Partners and collaboration

This project builds on the results from several recently completed grants (Horizon2020 MSCA MIONIÑO fellowship; DFG IODP Priority Programme Project) developed collaboratively between the PI and researchers at UCL (Professor Bridget Wade, Professor Paul Pearson), MARUM, University of Bremen (Dr Thomas Westerhold) and UCSC (Professor Ana-Christina Ravelo). The prospective DR will have the opportunity to integrate their results with the data from these studies and discuss their results with collaborators. In addition, the DR will work closely with Dr Tom Dunkley Jones (University of Birmingham) on the isolation of coccolith-rich fine fraction for clumped isotope analysis.

Further details

We welcome any informal queries to: Anna Joy Drury (UoL) [email protected]

To apply to this project: 

You must include a CENTA studentship application form, downloadable from: CENTA Studentship Application Form 2025.

You must include a CV with the names of at least two referees (preferably three) who can comment on your academic abilities.

Please submit your application and complete the host institution application process via: CENTA PhD Studentships | Postgraduate research | University of Leicester.  Please scroll to the bottom of the page and click on the “Apply Now” button.  The “How to apply” tab at the bottom of the page gives instructions on how to submit your completed CENTA Studentship Application Form 2025, your CV and your other supporting documents to your University of Leicester application. Please quote CENTA2025-L2 when completing the application form.

 Applications must be submitted by 23:59 GMT on Wednesday 8th January 2025. 

Possible timeline

Year 1

Literature search and familiarisation with existing datasets available at the target site.
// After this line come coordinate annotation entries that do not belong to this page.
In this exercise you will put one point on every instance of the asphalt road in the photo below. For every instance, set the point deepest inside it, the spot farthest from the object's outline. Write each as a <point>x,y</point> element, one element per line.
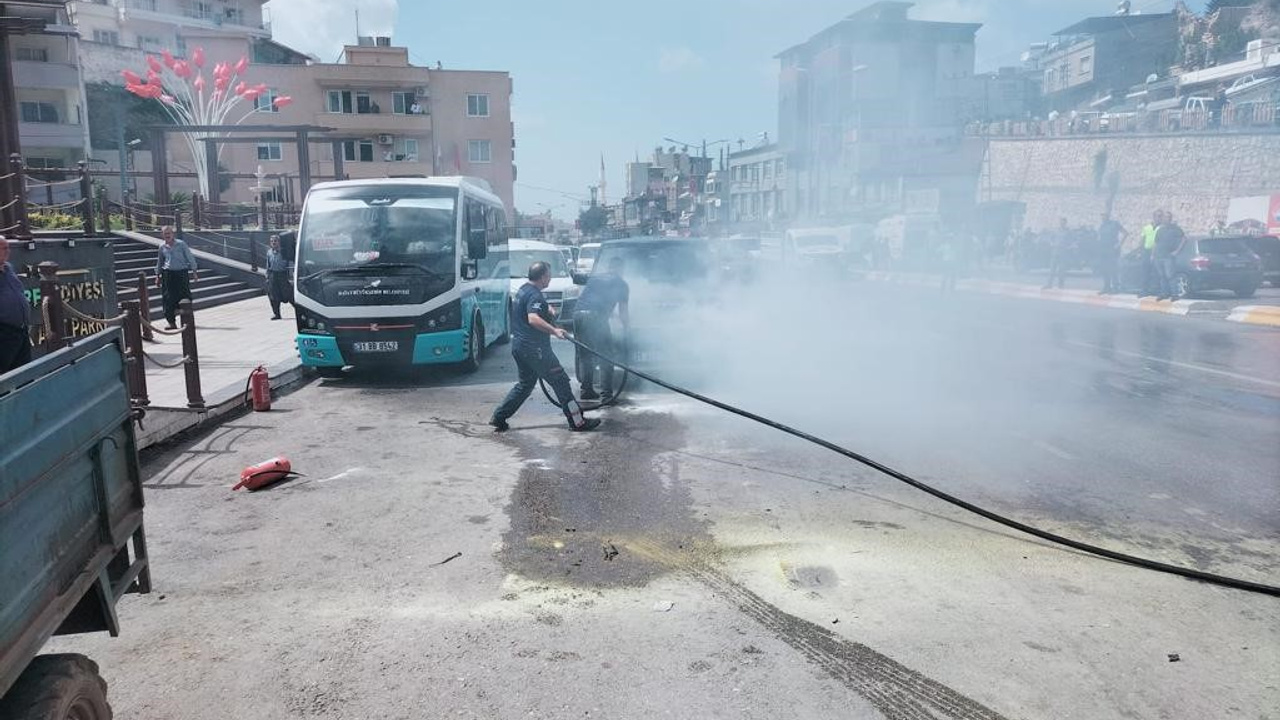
<point>685,564</point>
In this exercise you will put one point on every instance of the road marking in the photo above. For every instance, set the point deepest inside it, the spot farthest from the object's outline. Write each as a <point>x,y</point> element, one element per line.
<point>1176,364</point>
<point>1054,450</point>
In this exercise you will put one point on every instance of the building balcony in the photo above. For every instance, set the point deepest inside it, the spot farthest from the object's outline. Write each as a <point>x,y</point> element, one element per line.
<point>51,135</point>
<point>45,76</point>
<point>375,123</point>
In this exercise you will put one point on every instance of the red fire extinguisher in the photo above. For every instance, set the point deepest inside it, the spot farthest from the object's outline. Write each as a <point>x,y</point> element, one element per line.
<point>269,472</point>
<point>260,388</point>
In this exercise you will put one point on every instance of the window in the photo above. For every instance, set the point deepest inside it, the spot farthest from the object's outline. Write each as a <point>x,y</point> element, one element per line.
<point>403,103</point>
<point>341,101</point>
<point>361,151</point>
<point>39,113</point>
<point>265,103</point>
<point>479,151</point>
<point>106,36</point>
<point>32,54</point>
<point>200,10</point>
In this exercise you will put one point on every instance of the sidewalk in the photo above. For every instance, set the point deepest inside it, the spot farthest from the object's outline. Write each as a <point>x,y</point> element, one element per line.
<point>232,340</point>
<point>1082,288</point>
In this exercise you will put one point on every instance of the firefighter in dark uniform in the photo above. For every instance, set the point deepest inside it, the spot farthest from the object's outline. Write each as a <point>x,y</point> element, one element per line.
<point>603,292</point>
<point>533,324</point>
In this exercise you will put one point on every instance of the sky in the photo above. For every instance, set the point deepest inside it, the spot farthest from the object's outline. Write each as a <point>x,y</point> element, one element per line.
<point>604,78</point>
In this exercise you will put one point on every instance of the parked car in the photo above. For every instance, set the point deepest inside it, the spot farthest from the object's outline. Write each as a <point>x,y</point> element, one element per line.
<point>1267,247</point>
<point>1205,264</point>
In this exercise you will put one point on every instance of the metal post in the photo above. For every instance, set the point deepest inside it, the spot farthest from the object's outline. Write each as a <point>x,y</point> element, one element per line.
<point>55,327</point>
<point>145,306</point>
<point>86,199</point>
<point>191,356</point>
<point>135,329</point>
<point>18,182</point>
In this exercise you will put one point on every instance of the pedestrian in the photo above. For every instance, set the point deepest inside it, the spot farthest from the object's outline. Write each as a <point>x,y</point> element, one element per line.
<point>176,268</point>
<point>603,292</point>
<point>1057,249</point>
<point>1150,278</point>
<point>533,324</point>
<point>14,317</point>
<point>1110,241</point>
<point>1170,240</point>
<point>279,286</point>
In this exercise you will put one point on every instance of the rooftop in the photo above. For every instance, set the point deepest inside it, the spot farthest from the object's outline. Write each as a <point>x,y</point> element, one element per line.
<point>1110,23</point>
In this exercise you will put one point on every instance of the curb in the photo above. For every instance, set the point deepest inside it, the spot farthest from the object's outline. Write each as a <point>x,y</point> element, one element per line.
<point>1077,296</point>
<point>1256,315</point>
<point>163,424</point>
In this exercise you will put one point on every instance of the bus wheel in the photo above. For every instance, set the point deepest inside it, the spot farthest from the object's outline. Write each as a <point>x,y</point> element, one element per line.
<point>475,346</point>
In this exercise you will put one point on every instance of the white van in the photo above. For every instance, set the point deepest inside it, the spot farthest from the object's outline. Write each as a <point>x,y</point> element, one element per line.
<point>525,253</point>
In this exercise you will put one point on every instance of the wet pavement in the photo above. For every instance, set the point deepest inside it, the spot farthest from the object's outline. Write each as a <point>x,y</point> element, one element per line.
<point>686,564</point>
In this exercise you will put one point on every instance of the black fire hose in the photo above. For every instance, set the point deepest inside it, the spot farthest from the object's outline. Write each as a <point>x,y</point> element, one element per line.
<point>607,401</point>
<point>946,497</point>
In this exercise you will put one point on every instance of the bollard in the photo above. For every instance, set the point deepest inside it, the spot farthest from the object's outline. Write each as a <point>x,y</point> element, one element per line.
<point>136,369</point>
<point>145,306</point>
<point>55,327</point>
<point>86,199</point>
<point>18,185</point>
<point>191,355</point>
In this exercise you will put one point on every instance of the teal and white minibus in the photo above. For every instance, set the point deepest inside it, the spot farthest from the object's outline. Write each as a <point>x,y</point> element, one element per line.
<point>401,272</point>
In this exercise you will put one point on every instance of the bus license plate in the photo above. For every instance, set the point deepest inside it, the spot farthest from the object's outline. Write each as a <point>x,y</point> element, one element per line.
<point>379,346</point>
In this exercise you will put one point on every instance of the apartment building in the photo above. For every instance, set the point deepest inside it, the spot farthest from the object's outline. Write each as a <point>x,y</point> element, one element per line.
<point>51,127</point>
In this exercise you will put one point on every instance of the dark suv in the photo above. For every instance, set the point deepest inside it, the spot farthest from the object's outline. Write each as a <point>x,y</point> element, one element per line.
<point>1203,264</point>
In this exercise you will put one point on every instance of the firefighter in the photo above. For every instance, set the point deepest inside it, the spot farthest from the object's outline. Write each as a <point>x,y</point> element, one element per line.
<point>603,292</point>
<point>533,324</point>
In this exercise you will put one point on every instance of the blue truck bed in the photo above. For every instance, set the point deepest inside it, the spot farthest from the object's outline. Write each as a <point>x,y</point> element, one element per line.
<point>71,499</point>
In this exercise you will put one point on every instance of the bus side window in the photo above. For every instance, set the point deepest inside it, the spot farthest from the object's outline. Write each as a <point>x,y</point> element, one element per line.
<point>476,231</point>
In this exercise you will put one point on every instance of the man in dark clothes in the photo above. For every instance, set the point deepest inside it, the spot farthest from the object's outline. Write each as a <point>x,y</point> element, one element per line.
<point>603,292</point>
<point>1110,238</point>
<point>173,264</point>
<point>1169,242</point>
<point>533,323</point>
<point>14,317</point>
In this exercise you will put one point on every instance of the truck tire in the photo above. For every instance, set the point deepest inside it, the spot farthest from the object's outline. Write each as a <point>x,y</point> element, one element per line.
<point>58,687</point>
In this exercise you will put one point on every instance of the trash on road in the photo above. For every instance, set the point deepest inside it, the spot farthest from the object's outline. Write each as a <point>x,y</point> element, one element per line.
<point>266,473</point>
<point>449,559</point>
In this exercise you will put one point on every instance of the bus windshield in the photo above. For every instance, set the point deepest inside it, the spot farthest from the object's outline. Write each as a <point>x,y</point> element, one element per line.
<point>522,259</point>
<point>379,226</point>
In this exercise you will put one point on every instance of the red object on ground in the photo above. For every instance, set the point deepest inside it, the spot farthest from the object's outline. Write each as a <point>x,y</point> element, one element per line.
<point>260,386</point>
<point>269,472</point>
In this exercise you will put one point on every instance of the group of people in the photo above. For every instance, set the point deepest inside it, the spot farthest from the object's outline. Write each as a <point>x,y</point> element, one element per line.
<point>1161,240</point>
<point>533,324</point>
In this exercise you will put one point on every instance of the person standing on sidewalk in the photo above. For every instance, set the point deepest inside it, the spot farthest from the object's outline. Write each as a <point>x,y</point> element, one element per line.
<point>279,283</point>
<point>1170,240</point>
<point>1110,241</point>
<point>1150,281</point>
<point>176,267</point>
<point>14,317</point>
<point>1057,247</point>
<point>533,324</point>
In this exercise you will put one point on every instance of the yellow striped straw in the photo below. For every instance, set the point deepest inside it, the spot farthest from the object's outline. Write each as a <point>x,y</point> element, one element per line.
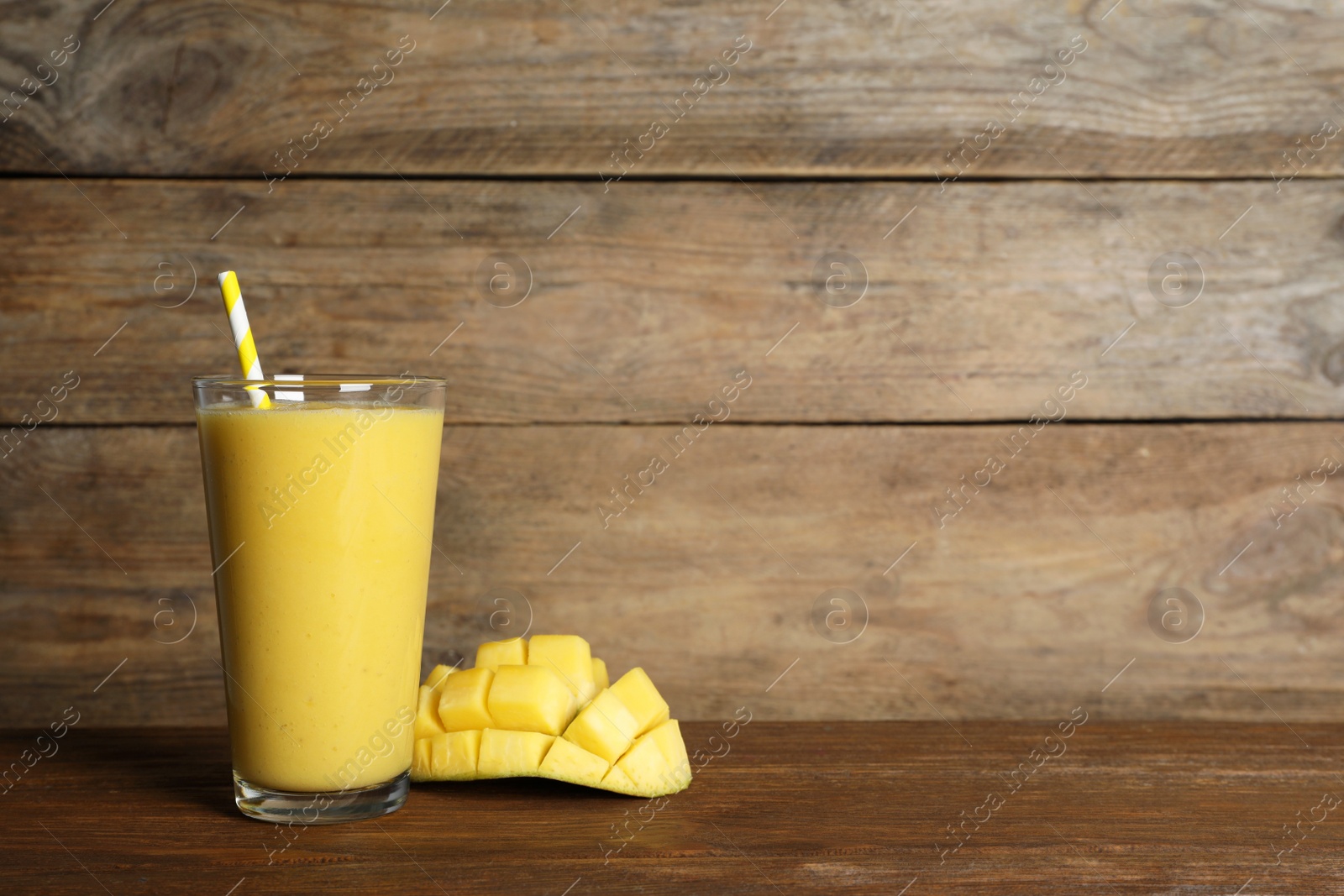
<point>242,336</point>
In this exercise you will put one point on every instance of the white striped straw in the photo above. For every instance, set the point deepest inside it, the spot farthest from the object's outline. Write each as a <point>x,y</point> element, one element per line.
<point>242,336</point>
<point>289,396</point>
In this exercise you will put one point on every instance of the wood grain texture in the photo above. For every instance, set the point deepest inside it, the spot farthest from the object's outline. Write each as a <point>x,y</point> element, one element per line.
<point>844,808</point>
<point>711,579</point>
<point>647,300</point>
<point>1189,89</point>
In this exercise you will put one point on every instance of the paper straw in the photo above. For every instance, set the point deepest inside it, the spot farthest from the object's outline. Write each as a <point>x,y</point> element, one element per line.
<point>289,396</point>
<point>242,336</point>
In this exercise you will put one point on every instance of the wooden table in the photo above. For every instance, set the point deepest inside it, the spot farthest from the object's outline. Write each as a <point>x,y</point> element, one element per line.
<point>853,808</point>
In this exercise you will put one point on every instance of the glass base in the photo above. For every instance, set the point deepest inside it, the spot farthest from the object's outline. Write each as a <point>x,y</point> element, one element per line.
<point>282,806</point>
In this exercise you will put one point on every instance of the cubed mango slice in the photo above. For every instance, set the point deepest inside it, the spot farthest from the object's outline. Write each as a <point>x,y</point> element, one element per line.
<point>427,714</point>
<point>605,727</point>
<point>569,658</point>
<point>649,766</point>
<point>636,691</point>
<point>511,754</point>
<point>454,757</point>
<point>461,705</point>
<point>543,710</point>
<point>530,699</point>
<point>492,654</point>
<point>566,761</point>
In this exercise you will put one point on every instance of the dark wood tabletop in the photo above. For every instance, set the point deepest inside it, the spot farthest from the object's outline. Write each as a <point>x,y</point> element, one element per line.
<point>827,808</point>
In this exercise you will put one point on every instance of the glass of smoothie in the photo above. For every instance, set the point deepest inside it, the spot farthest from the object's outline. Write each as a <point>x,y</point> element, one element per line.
<point>322,517</point>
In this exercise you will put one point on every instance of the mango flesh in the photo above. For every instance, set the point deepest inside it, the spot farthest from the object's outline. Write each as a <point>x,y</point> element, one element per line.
<point>543,710</point>
<point>492,654</point>
<point>569,658</point>
<point>461,705</point>
<point>530,699</point>
<point>605,727</point>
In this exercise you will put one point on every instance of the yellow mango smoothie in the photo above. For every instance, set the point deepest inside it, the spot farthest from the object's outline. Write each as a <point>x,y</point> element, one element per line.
<point>320,524</point>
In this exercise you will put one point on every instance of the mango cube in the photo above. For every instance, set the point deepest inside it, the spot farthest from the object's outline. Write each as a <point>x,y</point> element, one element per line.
<point>605,727</point>
<point>600,679</point>
<point>651,768</point>
<point>492,654</point>
<point>530,699</point>
<point>636,691</point>
<point>454,757</point>
<point>511,754</point>
<point>566,761</point>
<point>427,714</point>
<point>569,658</point>
<point>461,705</point>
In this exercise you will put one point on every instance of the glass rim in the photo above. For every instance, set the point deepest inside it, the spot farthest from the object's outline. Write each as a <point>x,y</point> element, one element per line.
<point>316,380</point>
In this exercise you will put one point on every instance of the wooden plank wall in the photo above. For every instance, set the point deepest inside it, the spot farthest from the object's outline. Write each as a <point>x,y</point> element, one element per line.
<point>983,296</point>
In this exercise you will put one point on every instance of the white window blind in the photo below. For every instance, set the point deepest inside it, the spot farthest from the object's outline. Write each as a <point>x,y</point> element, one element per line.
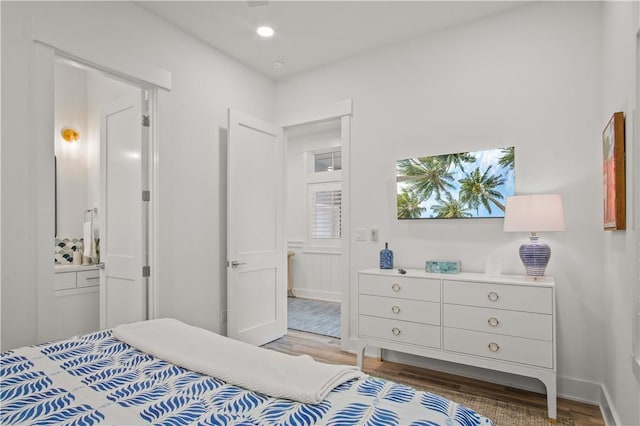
<point>325,209</point>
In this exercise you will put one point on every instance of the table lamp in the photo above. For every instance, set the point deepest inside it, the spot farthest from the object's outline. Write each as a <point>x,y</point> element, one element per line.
<point>534,213</point>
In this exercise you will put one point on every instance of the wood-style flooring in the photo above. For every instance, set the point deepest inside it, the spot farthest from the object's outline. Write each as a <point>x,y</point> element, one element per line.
<point>327,349</point>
The DR will be trained in the cleaning process for foraminiferal trace element analysis and start analysis of the foraminiferal trace element geochemistry. The DR can also pick multispecies planktonic foraminifera for stable isotope analyses.

Year 2

The DR will finish the trace element time series analyses. They DR can familiarise themselves with spectral analysis techniques using existing high-resolution X-ray fluorescence (XRF), core image tracks and foraminiferal stable isotope data, and apply it to the new dataset they’ve generated (potential manuscript 1). The DR can run the multispecies stable isotope and trace element analyses to see the impact of environmental changes on the ecology of planktonic foraminifera (potential manuscript 2).

Year 3

Based on their trace element time series, the DR can determine which samples to target for fine fraction clumped isotope thermometry. The DR will be trained in how to isolate a coccolith-rich size fraction, and use this material for clumped isotope analysis to look at long-term temperature evolution and reconstruct changes in the Mg/Ca composition of seawater (potential manuscript 3). Thesis writing, incorporating the three manuscripts/manuscript drafts.